Dans
les futurs livres d’histoire, un chapitre intitulé « L’ère des colères » pourrait recouvrir la période inaugurée
après la chute du bloc de l’est, poursuivie avec les printemps arabes, la
montée de l’islamisme radical, l’avènement des populismes autoritaires,…et, en France, le mouvement des gilets jaunes. On y lira
peut-être que cette colère des peuples contre leurs élites politiques, aura
puisé son énergie motrice dans le ressentiment d’être ignoré, humilié, méprisé
par « ceux d’en haut », qu’elle aura été boostée par les réseaux, puis,
devenue hyperbolique, incontrôlable, qu’elle aura entraîné, en Amérique, en
Europe et ailleurs, une dérive autoritaire de la démocratie.
S’interrogeant
sur l’une des sources de cette colère des peuples, peut-être envisagera-t-on
cette piste : la promesse néolibérale du bonheur pour tous par la
consommation. Celle-ci avait permis d’obtenir le consentement le plus large au
processus capitaliste de production et d’accumulation, et à une répartition
inégale des richesses. Or cette promesse de croissance permanente a fondu comme
la banquise par l’effet du dérèglement climatique. En effet, celui-ci
impliquait des « efforts d’adaptation », mais sans remise en question
du partage inégal des richesses, consenti à l’ère précédente, celle où l’on
pouvait croire que l’enrichissement d’une minorité profiterait in fine au plus
grand nombre. Il y aurait donc eu un désenchantement du monde néolibéral du
chacun pour soi, une désillusion qui aura souterrainement alimenté la colère
des oubliés de la croissance et du pillage des ressources naturelles.
Mais
voici une question pour le présent : Qu’attendre de la démocratie à l’ère
des colères ? Le régime qui semble le mieux lui correspondre est la
démocrature populiste, la tyrannie majoritaire. Dans ce contexte, le référendum
d’initiative populaire risque d’être un instrument de restriction des droits,
des libertés et une arme contre certaines catégories boucs émissaires, s’il
n’est pas accompagné d’un renforcement du véritable fond de la démocratie, la
délibération,…et de certains garde-fous. Par exemple, vues ses conséquences, adopter
une décision aussi importante que le Brexit avec une majorité étriquée de 51,9%
des suffrages, ne semble pas conforme à l’idéal démocratique. Ainsi, le r.i.c.

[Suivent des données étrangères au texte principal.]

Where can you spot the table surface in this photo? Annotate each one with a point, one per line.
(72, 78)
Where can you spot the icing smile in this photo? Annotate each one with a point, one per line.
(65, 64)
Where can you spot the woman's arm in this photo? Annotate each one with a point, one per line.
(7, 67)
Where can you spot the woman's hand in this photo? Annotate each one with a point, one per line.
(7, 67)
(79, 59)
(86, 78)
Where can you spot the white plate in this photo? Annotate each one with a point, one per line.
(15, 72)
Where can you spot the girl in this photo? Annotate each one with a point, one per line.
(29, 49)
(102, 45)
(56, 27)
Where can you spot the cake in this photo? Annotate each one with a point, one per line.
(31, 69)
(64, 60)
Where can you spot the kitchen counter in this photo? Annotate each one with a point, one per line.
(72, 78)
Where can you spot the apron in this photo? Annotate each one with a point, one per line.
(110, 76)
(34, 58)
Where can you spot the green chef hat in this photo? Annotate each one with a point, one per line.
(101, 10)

devrait être bordé de garde-fous qui empêchent son exploitation
populiste : des conférences citoyennes de consensus largement médiatisées,
un quorum des suffrages exprimés, et un seuil majoritaire adapté à l’enjeu –
60% aurait semblé raisonnable dans le cas du Brexit. En l’absence de ces
garde-fous, le r.i.c. à l’ère des colères risque fort d’être une arme contre
les libertés, les minorités,… et la démocratie elle-même.